First of all : do not mislead the number of lines in the code, most of them are dependencies in the vendor folder, which does not take into account the main logic (utilities, client libraries, gRPC, etcd, etc.).
Original LoC analysis with cloc
To put things in perspective, for Kubernetes :
$ cloc kubernetes --exclude-dir=vendor,_vendor,build,examples,docs,Godeps,translations 7072 text files. 6728 unique files. 1710 files ignored. github.com/AlDanial/cloc v 1.70 T=38.72 s (138.7 files/s, 39904.3 lines/s) -------------------------------------------------------------------------------- Language files blank comment code -------------------------------------------------------------------------------- Go 4485 115492 139041 1043546 JSON 94 5 0 118729 HTML 7 509 1 29358 Bourne Shell 322 5887 10884 27492 YAML 244 374 508 10434 JavaScript 17 1550 2271 9910 Markdown 75 1468 0 5111 Protocol Buffers 43 2715 8933 4346 CSS 3 0 5 1402 make 45 346 868 976 Python 11 202 305 958 Bourne Again Shell 13 127 213 655 sed 6 5 41 152 XML 3 0 0 88 Groovy 1 2 0 16 -------------------------------------------------------------------------------- SUM: 5369 128682 163070 1253173 --------------------------------------------------------------------------------
For Docker (and not for Swarm or Swarm mode, as this includes more features, such as volumes, networks, and plugins, which are not included in these repositories). We do not include projects such as Machine, Compose, libnetwork, so in practice the entire docker platform can include much more LoC:
$ cloc docker --exclude-dir=vendor,_vendor,build,docs 2165 text files. 2144 unique files. 255 files ignored. github.com/AlDanial/cloc v 1.70 T=8.96 s (213.8 files/s, 30254.0 lines/s) ----------------------------------------------------------------------------------- Language files blank comment code ----------------------------------------------------------------------------------- Go 1618 33538 21691 178383 Markdown 148 3167 0 11265 YAML 6 216 117 7851 Bourne Again Shell 66 838 611 5702 Bourne Shell 46 768 612 3795 JSON 10 24 0 1347 PowerShell 2 87 120 292 make 4 60 22 183 C 8 27 12 179 Windows Resource File 3 10 3 32 Windows Message File 1 7 0 32 vim script 2 9 5 18 Assembly 1 0 0 7 ----------------------------------------------------------------------------------- SUM: 1915 38751 23193 209086 -----------------------------------------------------------------------------------
Please note that these are very rough estimates using cloc . This may be worth a deeper analysis.

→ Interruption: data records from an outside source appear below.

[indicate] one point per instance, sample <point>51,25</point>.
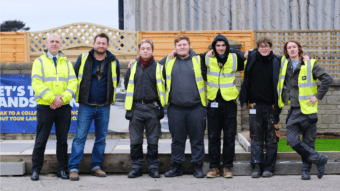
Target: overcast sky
<point>44,14</point>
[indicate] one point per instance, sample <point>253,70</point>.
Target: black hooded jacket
<point>245,89</point>
<point>85,85</point>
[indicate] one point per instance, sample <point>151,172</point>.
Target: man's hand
<point>305,58</point>
<point>311,101</point>
<point>171,55</point>
<point>131,62</point>
<point>58,102</point>
<point>211,53</point>
<point>246,55</point>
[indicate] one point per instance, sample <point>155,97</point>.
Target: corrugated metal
<point>185,15</point>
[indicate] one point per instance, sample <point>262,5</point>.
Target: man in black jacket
<point>259,91</point>
<point>98,76</point>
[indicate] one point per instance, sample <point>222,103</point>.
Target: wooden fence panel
<point>200,40</point>
<point>323,45</point>
<point>13,47</point>
<point>78,38</point>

Roughly speaking, it seems that the project takes into account half of the LoC ( ~ 1250K LoC ) mentioned in the question (regardless of whether you are dependent or not, which is subjective).
What is included in Kubernetes, what makes it so big?
Most bloating comes from libraries supporting various cloud providers to facilitate loading on their platform or to support certain functions (volumes, etc.) through plugins. It also has Lot Examples to reject a row count. A fair assessment of LoC should eliminate a lot of unnecessary documentation and sample directories.
It also has much more functionality compared to Docker Swarm, Nomad or Dokku, to give a few. It supports advanced network scenarios, has a built-in load balancing function, includes PetSets , Cluster Federation , volume plugins or other functions that are not yet supported by other projects.
It supports several container engines , so it does not work only with docker containers, but can run other engines (for example, rkt ).
Most of the core logic involves interacting with other components: key value repositories, client libraries, plugins, etc. that extend far beyond simple scripts.
Distributed systems are known to be complex, and Kubernetes seems to support most of the tools from key players in the container industry without compromise (where other solutions make such a compromise). As a result, the project may look artificially inflated and too large for its main mission (deployment of containers on a scale). In fact, these statistics are not so surprising.
main idea
Comparing Kubernetes with Docker or Dokku does not really work. The project is much larger and includes many more features, as it is not limited to the Docker family of tools.
While Docker has many features scattered across several libraries, Kubernetes has everything under its main repository (which significantly increases the number of lines, but also explains the popularity of the project).
Given this, LoC statistics are not surprising.